Security in AI-SQL-Chat

Last updated:

This document describes the technical and organizational security measures implemented in AI-SQL-Chat. We focus on minimal data usage, secure-by-design SQL guardrails, and multi-layer protection (defense-in-depth).

1) Data and Privacy

  • By default, query results are not stored permanently; data is processed in memory only for the duration of execution.
  • Technical logs are minimal (statuses, metrics, error signatures) — without user data whenever possible.
  • See the Privacy Policy for GDPR-related information.

2) Encryption and Secrets

  • Full HTTPS/TLS on the entire path (including Oracle Cloud load balancer).
  • Secrets (API keys, passwords) are stored in environment variables or a secrets manager — never in the repository.

3) Threat Model (Summary)

  • SQL injections and payloads attempting to bypass validation.
  • Excessive load (DoS/DDoS, brute-forcing endpoints).
  • Unauthorized access to static files or uploaded schema files.
  • Browser-level attacks (XSS/CSRF), header manipulation.
  • Data leakage through logs, misconfigured CORS, or overly broad permissions.

4) Design Principles

  • Single-SELECT only. Only one SELECT statement is generated and allowed.
  • Data minimization. No permanent result storage; temporary data lives only in process memory.
  • Secure defaults. Hard limits, blacklist patterns, payload size limits.

5) SQL Protection (Middleware)

The model output and the user's input are validated by syntactic and semantic filters:

// pseudocode (Node/Express)
const banned = /\b(INSERT|UPDATE|DELETE|DROP|TRUNCATE|ALTER|CREATE|RENAME|MERGE|CALL|EXEC|OUTFILE|INFILE|SLEEP|BENCHMARK)\b/i;

function enforceSQL(req, res, next){
  let sql = String(req.body.sql || req.body.question || '');
  if(!/^\\s*SELECT\\b/i.test(sql)) return res.status(400).json({error:'SELECT only'});
  if(banned.test(sql))            return res.status(400).json({error:'Forbidden clause'});
  if(!/\\bLIMIT\\b/i.test(sql))   sql = sql.replace(/;?\\s*$/, ' LIMIT 1000;');

  // optional schema-based whitelist using uploaded JSON
  req.sql = sql;
  next();
}

6) Limits and Protections

  • Rate-limit & slowdown: per-IP limits and soft delays under abuse patterns.
  • toobusy-like: instant 503 when event loop lag is high.
  • Body-size limit: strict payload limits; rejection of unusual MIME types.

7) Security HTTP Headers

The reverse proxy (e.g., Nginx) sets strong headers:

add_header X-Frame-Options "SAMEORIGIN" always;
add_header X-Content-Type-Options "nosniff" always;
add_header Referrer-Policy "strict-origin-when-cross-origin" always;
add_header Permissions-Policy "geolocation=(), microphone=(), camera=()" always;

# Basic CSP (adjust for your domains/CDNs):
add_header Content-Security-Policy "
  default-src 'self';
  img-src 'self' data:;
  style-src 'self' 'unsafe-inline' https://fonts.googleapis.com;
  font-src https://fonts.gstatic.com 'self';
  script-src 'self';
  connect-src 'self';
" always;

8) CORS and Static Files

  • CORS: strict origin whitelist, no * for authenticated requests.
  • Static files: directory listing disabled; sensitive files (.env, .key, hidden files) blocked.

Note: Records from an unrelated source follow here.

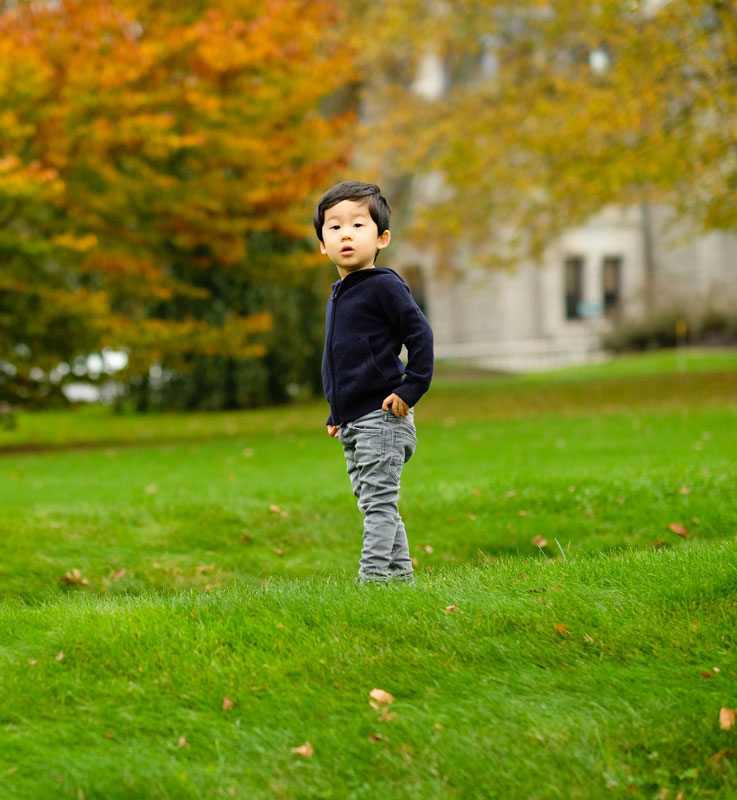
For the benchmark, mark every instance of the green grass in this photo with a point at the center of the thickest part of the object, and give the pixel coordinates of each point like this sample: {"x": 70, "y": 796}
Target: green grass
{"x": 219, "y": 552}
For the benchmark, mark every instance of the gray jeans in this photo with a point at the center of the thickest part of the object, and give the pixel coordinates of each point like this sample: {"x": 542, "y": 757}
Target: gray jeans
{"x": 376, "y": 447}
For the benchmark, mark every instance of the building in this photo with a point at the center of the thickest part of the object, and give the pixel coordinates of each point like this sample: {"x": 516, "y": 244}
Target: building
{"x": 623, "y": 264}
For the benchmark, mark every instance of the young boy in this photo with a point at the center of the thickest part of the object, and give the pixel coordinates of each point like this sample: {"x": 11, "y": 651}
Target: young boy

9) Availability and Backups

  • Automatic process restarts (PM2/systemd), health checks.
  • Backups of configuration and deployment artefacts; user schemas kept according to retention policy.

10) Vulnerability Disclosure (Responsible Disclosure)

If you find a vulnerability, please email podkowa71@gmail.com with the subject [SECURITY]. Include reproduction steps, scope, and impact. We respond promptly, usually within 7 days. Please avoid public PoCs until a fix is deployed.

11) Incident Response

  1. Detection and triage (logs, metrics, alerts).
  2. Containment (rate-limit spikes, block offending origins, disable affected features).
  3. Root cause analysis, patching, verification.
  4. User notification if the incident may have impacted them.

12) On-Prem / VPC Deployment

For business clients we offer on-prem/VPC deployment consulting (network segmentation, key rotation, centralized logging, extra CSP rules, SCA/DAST scanning). Contact: podkowa71@gmail.com.

13) Example Nginx Configuration (Static Files)

location / {
  try_files $uri $uri/ =404;
}

location ~* \\.(env|key|pem|log|bak)$ {
  deny all;
}

autoindex off;
client_max_body_size 512k;

14) Document Changes

This document may be updated as the service evolves. A change log is available upon request.